If the performance metrics are also being forwarded to Kafka, it is also recommended to set a more conservative numbers for the retention, as the intention for this is being able to process the metrics through the Streaming API, or forward the metrics to another application through the Kafka Sink API (or a standalone application). Once the data is processed, it can be discarded.

The default limits for message sizes are very conservative for the kind of data OpenNMS will be exchanging with Minions. For huge devices like a full Cisco Nexus, the CollectionSet (which is sent as a plain indented XML) can be multiple megabytes. Also, while scanning the device the size of the ifTable/ifXTable combination can easily be very big.

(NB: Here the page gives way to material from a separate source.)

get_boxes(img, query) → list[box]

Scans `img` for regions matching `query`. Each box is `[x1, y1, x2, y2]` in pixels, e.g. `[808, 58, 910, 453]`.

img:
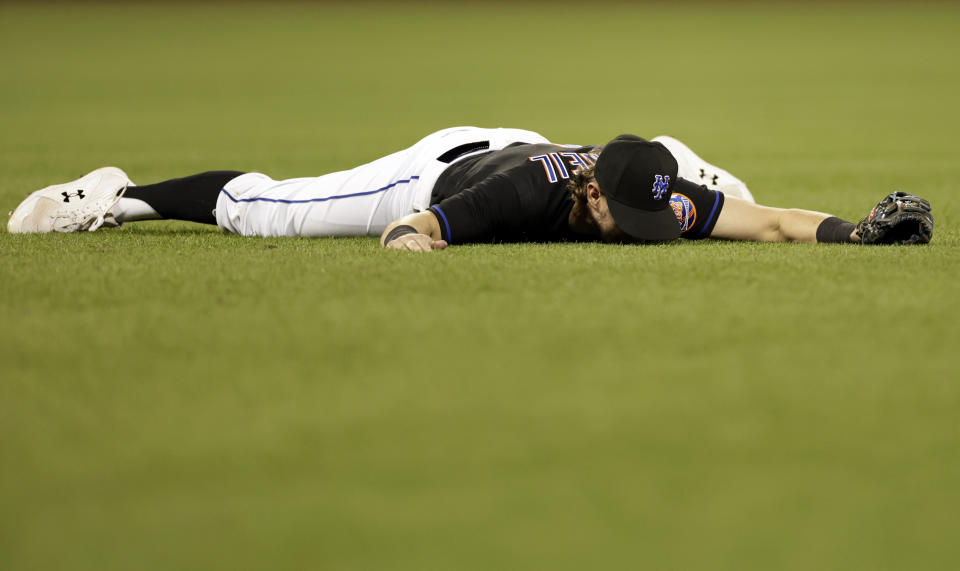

At runtime, the max.message.bytes can be configured per topic to avoid issues (which overrides the cluster wide message.max.bytes). In case you're seeing that big devices cannot be monitored and requests always end due to TTL, try increasing this setting using the above script.

Limitations

  • Be aware of EC2 instance limits on your AWS account for the chosen region, as it might be possible that you won't be able to use this POC unless you increase the limits. The default limit is 20, and this POC will be creating more than that.

  • The OpenNMS UI servers have been configured to be read-only in terms of admintration tasks. So, even admin users won't be able to perform administration tasks, but user actions like acknowledging alarms are still available. All administrative tasks should be done through the Core OpenNMS server.

  • Grafana doesn't support multi-host database connections. That means, the solution points to the master PG server. If the master server dies, the grafana.ini should be manually updated, and Grafana should be restarted on each UI server, unless a VIP and/or a solution like PGBounder or PGPool is used. For more information: grafana/grafana#3676

  • This is just a proof of concept for all the components required to deploy Drift. Besides EC2 instance type changes, configuration changes might be required to make this solution production ready.

  • The bootstrap scripts are very simple and are not designed to be re-executed, as they do not perform validations. Also, in order to get the runtime version of the scripts, the following command should be executed from the desired instance:

curl http://169.254.169.254/latest/user-data > /tmp/bootstrap-script.sh

Future enhancements

  • Enable authentication for all services.

  • Add an instance for Kafka Manager to avoid exposing JMX to the public.

  • Tune the security groups to only expose what Minions need.

  • Update the Kafka AMI to make sure to run Zookeeper and Kafka as non-root (and adjust the templates and kernel settings for this to work).

  • Add cron jobs to OpenNMS to apply the constraints for the RPC Topics on Kafka, as default retention/storage is not required in this particular case, but unfortunately this cannot be configured within OpenNMS.

  • Improve the Elasticsearch cluster architecture to have a dedicated monitoring cluster (assuming X-Pack will be used).

  • Create a simple NGinx LoadBalancer for the OpenNMS WebUI (on a tiny EC2 instance to avoid an ELB).

  • Make the bootstrap scripts reusable (i.e. to be able to execute them multiple times without side effects, in case the bootstrap process was wrong).

  • Enable security every where with passwords, SSL/TLS, or other mechanisms.

    • SSL Certificates might be required, so Let's Encrypt can help.
    • Proper configuration of X-Pack is required for Elasticsearch (at least the trial license).
    • Use MD5 password authentication for PostgreSQL.
    • For Kafka, SASL/Kerberos is recommended, so we might need a Kerberos Server (at least from Interface facing perspective, as OpenNMS Core and Sentinels can use PLAINTEXT without issues).
    • Enable SSL/TLS for Kafka (Internet facing, i.e. for Minions).
    • Only expose through Security Groups what's required to be accessed and nothing else.